During the presentation, it struck me that, especially in this context, legal risks are just one component of the total risk management picture and, this may be why people say that I don’t sound like all the other lawyers they know, it may not even be the most important component. As I said, there are many ways for lawyers to say “no” to Open Source software – I want to provide a framework where you can say “yes, and here’s how,” if that’s where the business logic and your approach to risk management lead you.
So, the article pulls from a “practical tips” section of that presentation and offers what I hope are some helpful tips to help you make good, solid decisions about when and how to use Open Source software in your business.
At the same time, the presentation and the article helped me think through some of the aspects of what I might call “open source law,” or ways that we can apply Open Source licensing principles to the delivery of legal services. I write about that topic from time to time, but not as much as I’d like to, on the Between Lawyers blog.

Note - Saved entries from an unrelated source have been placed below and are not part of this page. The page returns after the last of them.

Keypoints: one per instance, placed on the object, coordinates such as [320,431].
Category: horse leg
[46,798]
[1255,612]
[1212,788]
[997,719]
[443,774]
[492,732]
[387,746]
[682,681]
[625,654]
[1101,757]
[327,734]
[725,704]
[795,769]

Let me recommend my article and this whole issue of LLRX.com to you, especially Donna Cavallini and Sabrina Pacifici’s article on resource for competitive intelligence and John Alber’s important article on ERP and data warehousing (trust me, it’s a must-read). Sabrina has done her usual stellar job with this issue and it’s always a pleasure for me to publish my new articles there. As an aside, I thoroughly enjoyed getting the chance to present with and talk with Sabrina at BlawgThink.
Oh, yeah. The money quote from my article:

If the lawyer only looks at the legal issues and the CIO looks only at the IT issues, you increase the likelihood of finger-pointing when an unexpected, but quite predictable, bad result occurs. No one, especially me, likes the idea of yet another committee meeting, but Open Source is a good example where time and effort spent on the front-end will pay off substantially over the alternative of cleaning up potentially messy and expensive situations in which you may one day find yourself.